The court goes on, with a great deal of verbal sleight-of-hand and gobbledygook, to justify gay marriage, i.e. the elevation of the union of two males or two females, who engage in mutual sexual activity, to the full status of marriage. The first thing we notice about this argument is the superfluity of the word "two". True, the words "two adults" and "couple" do appear in the decision, but only by way of example and not of restriction. No argument is given for the magical uniqueness of "two" and no argument presented thereafter is not equally applicable to three or four or more gay men or lesbian women. It is my fond hope that, even as we speak, some gay trio or quartet in San Francisco is planning to apply for a marriage license. And I would defy the California Supreme Court, with the present decision in place, to devise a way to stop them within the boundaries of its own principles.

Having been forced to accept the right of gay polygamous marriage, we are compelled to concede a similar right to heterosexual polygamy. As Their has already noted, the insertion of the word "polygamous" into appropriate places in the CSC decision yields a coherent and logical case for the rights of polygamous families to full marital status. So those gay couples (and trios and quartets, etc.) waiting in line for marriage licenses will find their ranks augmented by eager Muslim and Mormon dissident sect applicants.

But the fun doesn't stop there. Even the ingenious wordsmiths of CSC would be hard pressed to justify specific sexual acts as requirements for full marital status. Accepting the arguments used for granting marital status to gay couples and trios, we must admit that there would be no honest reason for denying the same status to other cohabiting couples such as brothers and/or sisters, cousins, or just friends. 

Consider, for example, two old friends of mine, Felix and Oscar, who have shared an apartment for decades.  Their friendship has no homoerotic overtones; they are in fact persistently if unsuccessfully heterosexual.  The legalization of gay marriages wouldn't help them a bit.   But if they were to claim to be gay partners, they would, under the present CSC decision, be eligible for all the advantages of a gay marriage.  If that isn't "discrimination on the basis of sexual orientation", please tell me what is.
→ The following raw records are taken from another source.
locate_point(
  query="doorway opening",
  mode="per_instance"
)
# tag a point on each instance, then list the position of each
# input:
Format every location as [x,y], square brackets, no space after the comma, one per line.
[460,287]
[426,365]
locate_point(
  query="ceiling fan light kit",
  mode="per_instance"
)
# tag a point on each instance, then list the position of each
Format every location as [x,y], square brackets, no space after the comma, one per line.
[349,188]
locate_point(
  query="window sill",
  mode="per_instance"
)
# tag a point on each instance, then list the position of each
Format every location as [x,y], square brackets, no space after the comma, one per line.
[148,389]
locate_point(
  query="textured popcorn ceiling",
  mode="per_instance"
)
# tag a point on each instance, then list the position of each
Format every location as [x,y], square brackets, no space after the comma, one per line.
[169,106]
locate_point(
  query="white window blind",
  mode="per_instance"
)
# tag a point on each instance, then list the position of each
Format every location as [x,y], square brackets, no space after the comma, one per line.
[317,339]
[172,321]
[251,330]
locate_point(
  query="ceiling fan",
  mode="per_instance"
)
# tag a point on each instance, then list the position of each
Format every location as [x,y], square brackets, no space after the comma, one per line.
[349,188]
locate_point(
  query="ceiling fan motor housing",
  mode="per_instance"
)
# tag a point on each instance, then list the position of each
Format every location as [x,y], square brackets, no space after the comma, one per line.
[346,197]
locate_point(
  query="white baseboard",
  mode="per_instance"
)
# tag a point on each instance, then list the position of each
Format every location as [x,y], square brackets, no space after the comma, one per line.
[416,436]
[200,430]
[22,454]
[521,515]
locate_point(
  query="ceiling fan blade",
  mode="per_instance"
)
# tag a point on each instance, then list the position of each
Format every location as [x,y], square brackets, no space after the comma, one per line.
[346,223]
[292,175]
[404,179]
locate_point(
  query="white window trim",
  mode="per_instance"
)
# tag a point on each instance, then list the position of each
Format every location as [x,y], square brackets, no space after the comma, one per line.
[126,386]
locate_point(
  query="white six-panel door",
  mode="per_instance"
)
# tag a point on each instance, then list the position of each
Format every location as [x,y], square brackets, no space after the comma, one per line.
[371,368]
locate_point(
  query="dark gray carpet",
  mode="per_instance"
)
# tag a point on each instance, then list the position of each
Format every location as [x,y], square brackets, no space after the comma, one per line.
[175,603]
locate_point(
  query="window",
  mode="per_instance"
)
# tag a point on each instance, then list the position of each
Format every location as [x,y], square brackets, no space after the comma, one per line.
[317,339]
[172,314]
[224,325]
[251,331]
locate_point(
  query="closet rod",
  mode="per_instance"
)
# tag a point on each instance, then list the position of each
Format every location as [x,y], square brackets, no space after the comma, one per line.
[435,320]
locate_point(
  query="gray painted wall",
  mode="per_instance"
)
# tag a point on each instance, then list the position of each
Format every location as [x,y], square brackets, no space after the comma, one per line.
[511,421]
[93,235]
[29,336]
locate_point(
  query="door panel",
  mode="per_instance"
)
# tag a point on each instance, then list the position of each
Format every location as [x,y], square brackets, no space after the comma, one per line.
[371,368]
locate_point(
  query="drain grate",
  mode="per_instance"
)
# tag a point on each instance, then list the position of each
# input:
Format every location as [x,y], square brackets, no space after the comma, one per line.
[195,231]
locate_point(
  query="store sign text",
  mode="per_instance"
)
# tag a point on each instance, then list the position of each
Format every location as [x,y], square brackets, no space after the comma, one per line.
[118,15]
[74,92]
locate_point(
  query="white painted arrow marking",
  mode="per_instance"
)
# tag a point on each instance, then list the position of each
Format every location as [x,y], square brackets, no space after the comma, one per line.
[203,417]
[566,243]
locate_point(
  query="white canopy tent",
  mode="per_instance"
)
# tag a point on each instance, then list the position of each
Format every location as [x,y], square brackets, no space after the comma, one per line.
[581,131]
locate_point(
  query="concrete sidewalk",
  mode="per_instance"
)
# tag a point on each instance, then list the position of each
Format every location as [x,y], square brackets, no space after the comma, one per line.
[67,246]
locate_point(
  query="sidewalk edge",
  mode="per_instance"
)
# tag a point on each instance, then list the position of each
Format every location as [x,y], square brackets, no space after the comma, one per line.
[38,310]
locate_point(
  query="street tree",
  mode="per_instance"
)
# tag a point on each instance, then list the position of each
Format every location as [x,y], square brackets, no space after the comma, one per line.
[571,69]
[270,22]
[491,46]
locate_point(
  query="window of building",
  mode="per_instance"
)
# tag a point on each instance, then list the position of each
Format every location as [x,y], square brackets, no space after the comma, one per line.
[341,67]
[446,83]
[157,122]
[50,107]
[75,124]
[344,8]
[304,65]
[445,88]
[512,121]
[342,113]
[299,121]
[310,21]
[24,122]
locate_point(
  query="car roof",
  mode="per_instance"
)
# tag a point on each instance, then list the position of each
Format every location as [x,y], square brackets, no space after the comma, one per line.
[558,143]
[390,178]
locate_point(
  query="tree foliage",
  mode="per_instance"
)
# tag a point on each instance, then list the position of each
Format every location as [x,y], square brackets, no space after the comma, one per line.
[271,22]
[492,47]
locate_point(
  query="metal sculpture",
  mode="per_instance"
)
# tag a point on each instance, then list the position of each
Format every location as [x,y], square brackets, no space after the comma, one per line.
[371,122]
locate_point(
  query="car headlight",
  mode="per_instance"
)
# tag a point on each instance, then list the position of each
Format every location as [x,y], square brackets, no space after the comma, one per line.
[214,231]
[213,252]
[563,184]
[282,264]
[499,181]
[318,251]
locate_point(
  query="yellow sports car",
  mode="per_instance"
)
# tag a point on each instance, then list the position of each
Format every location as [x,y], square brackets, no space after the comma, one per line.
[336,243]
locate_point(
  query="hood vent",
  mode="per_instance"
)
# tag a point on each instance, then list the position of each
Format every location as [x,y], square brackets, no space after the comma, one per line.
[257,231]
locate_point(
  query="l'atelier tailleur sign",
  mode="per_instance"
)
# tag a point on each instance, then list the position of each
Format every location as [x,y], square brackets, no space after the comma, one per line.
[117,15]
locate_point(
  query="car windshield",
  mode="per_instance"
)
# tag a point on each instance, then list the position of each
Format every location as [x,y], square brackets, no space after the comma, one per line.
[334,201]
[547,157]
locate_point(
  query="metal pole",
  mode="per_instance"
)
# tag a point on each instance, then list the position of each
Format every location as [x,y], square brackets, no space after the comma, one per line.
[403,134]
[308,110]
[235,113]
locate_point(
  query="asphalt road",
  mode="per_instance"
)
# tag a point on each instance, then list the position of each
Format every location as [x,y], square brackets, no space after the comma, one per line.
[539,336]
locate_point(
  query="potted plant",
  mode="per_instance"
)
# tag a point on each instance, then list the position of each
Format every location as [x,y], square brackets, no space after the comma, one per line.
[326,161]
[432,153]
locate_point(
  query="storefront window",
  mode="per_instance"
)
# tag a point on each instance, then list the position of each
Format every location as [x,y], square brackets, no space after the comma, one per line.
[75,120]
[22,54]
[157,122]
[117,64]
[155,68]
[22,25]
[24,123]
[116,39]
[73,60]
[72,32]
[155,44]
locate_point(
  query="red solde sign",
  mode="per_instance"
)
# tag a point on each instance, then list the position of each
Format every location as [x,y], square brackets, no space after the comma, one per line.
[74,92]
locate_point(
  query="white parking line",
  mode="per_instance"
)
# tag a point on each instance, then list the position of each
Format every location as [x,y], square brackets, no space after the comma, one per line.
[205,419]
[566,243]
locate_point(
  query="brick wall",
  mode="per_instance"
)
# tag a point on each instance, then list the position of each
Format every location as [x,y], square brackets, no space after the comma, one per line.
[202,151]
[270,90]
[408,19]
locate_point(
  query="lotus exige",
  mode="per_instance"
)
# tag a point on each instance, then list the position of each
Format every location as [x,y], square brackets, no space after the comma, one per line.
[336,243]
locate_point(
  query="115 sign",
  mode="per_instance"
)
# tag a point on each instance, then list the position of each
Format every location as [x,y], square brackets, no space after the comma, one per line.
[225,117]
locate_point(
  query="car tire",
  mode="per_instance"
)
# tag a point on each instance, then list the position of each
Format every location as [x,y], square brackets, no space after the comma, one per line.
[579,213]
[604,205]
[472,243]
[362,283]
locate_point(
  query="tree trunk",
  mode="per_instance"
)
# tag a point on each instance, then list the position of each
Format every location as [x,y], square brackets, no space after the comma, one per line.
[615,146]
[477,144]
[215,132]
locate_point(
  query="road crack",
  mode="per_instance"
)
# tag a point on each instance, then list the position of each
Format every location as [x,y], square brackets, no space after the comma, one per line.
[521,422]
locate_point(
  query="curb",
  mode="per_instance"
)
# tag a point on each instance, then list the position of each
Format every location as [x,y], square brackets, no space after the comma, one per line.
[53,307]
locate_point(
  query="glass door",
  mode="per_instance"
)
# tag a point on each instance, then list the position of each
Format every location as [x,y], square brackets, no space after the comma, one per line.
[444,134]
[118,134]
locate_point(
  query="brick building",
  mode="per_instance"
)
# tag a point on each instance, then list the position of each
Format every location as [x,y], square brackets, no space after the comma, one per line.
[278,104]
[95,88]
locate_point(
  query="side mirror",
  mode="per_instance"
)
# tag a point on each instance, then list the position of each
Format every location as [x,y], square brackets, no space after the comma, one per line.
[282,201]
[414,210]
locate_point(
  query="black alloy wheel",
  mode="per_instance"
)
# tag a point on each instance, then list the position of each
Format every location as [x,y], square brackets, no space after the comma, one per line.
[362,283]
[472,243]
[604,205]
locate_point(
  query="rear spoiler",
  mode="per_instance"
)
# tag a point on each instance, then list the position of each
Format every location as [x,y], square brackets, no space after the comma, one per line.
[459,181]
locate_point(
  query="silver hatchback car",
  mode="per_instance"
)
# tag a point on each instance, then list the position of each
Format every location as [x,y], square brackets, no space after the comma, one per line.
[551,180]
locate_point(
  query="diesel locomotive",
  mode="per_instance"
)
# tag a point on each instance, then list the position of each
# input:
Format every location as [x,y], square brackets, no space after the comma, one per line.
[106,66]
Therefore, in all fairness, the CSC must extend its permission to them and their ilk

Having got rid of the old Judeo-Christian taboos, and considering the logical ramifications of the recent CSC decision, we are forced to conclude that "marriage" in California is now or about to be accessible to any cohabiting group of any number of people of the same or both sexes, regardless of sexual orientation or activity.

However, the transition into such an innovation should be undertaken very slowly and cautiously because of  the legal ramifications, such as tax status, inheritance, liability, and dissolution of union, that will engender a labyrinth of complications.  Any hasty and poorly thought out legislation would result in decades of litigation and statute revision.  In many cases, laws concerning married couples will not serve as a valid model because of their emphasis on provision for children.  Moreover, if domestic partnership status confers any substantial legal or economic advantages, then it can confidently be predicted that, within a few decades, virtually everyone will be a member of such a union.  This could result in devastating changes in, for example, our tax structure.

But let us look on the bright side. The CSC decision could lead to the restoration of clans or tribes -- a concept that has often had a strong stabilizing effect on society. Eventually, whole communities or cities might be joined in matrimony. Ultimately the whole population of California might become one big happy family, filing a single enormous tax return and referring to the governor (by then hereditary) as "big daddy" or big mama". And in such an intimate family-state, there would be no need for a supreme court.